Mais beaucoup touchent terre sans être repérés. Ils ne se cachent pas et se remettent d’eux même aux autorités. Ce matin là, sur une petite route, ils sont 6 à être arrêtés. Ils sont Syriens. Direction, le centre pour réfugiés. Sur les hauteurs de Samos, bien à l’écart des sites touristiques. Les policiers grecs nous y emmmènent, dans leur propre véhicule.

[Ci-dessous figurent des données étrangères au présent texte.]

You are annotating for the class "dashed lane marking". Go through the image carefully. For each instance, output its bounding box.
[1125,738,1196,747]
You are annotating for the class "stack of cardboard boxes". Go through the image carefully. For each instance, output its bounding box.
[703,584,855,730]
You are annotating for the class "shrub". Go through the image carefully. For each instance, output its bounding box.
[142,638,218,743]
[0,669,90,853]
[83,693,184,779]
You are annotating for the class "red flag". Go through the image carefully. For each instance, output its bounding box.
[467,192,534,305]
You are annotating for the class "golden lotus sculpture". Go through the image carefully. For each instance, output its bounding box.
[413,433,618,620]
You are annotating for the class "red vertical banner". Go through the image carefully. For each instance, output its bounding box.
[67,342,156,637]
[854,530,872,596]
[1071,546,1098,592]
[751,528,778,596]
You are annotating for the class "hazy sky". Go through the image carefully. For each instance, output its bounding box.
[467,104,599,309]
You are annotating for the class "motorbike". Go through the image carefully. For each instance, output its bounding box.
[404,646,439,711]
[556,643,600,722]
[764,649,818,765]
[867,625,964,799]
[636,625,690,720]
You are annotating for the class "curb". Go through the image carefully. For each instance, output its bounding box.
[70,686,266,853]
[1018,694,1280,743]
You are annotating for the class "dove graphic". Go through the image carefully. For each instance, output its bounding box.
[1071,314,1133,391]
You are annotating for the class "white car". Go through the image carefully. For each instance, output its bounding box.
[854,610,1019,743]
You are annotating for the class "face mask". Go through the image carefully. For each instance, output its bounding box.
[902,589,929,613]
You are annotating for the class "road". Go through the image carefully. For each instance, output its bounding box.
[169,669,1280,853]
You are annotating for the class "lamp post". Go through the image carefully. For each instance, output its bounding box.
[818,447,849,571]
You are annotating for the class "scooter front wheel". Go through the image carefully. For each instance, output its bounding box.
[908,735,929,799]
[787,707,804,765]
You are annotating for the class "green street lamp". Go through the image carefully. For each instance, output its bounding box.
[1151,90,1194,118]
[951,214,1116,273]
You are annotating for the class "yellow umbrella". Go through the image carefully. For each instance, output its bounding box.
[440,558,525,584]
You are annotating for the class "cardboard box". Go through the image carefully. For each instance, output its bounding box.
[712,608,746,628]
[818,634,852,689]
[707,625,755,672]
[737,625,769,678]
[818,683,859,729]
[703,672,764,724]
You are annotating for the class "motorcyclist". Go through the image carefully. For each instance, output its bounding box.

Dès notre arrivée, nous comprenons très vite que nous ne sommes pas devant un centre d’acceuil mais bien un centre de détention. Double grillage, barbelés, caméras et gardes armés. Interdiction pour les migrants de sortir et pour nous journalistes, d’entrer. La policière qui nous accompagne nous dira que ce sont les directives pour tout le monde. Personne ne peut entrer. « C’est pour la protection des droits des réfugiés ». Un argument qui a bon dos.
A notre vue, plusieurs migrants nous interpellent. « On est des réfugiés, on veut la liberté ». « Pourquoi on ne peut pas être libéré ? »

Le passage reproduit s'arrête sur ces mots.